ABD’nin Dış Ticareti ve Kriptoya Etkisi
Uzmanlar, ABD’ye yoğun şekilde tahvil yatırımı yapan ülkelerin, aynı anda ABD’den mal ve hizmet ithalatını artırmakta zorlanabileceğini belirtiyor. Bu durum, ABD’nin dış ticaret dengesi üzerinde yeni baskılar yaratabilir. Ayrıca bu gelişmeler, doların küresel rolü ve kripto paraların konumlandırılması açısından da karmaşık etkiler doğurabilir.

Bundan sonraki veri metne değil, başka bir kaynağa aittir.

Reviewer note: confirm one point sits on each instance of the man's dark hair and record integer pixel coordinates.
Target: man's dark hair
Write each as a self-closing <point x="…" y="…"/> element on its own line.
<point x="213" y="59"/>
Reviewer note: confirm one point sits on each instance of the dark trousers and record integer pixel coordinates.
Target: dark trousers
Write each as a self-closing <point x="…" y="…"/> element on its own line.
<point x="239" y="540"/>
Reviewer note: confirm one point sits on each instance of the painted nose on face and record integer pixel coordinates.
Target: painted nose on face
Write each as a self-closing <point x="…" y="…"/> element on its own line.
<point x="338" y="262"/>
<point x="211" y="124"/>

Çin’in tahvil satış kararı, uluslararası yatırımcılar ve merkez bankaları için yeni risk yönetimi stratejilerinin geliştirilmesini zorunlu hale getiriyor. ABD-Çin ilişkilerinde yaşanan bu tür varlık hareketleri, küresel finans mimarisinde olası dönüşümlerin işareti olarak yorumlanıyor.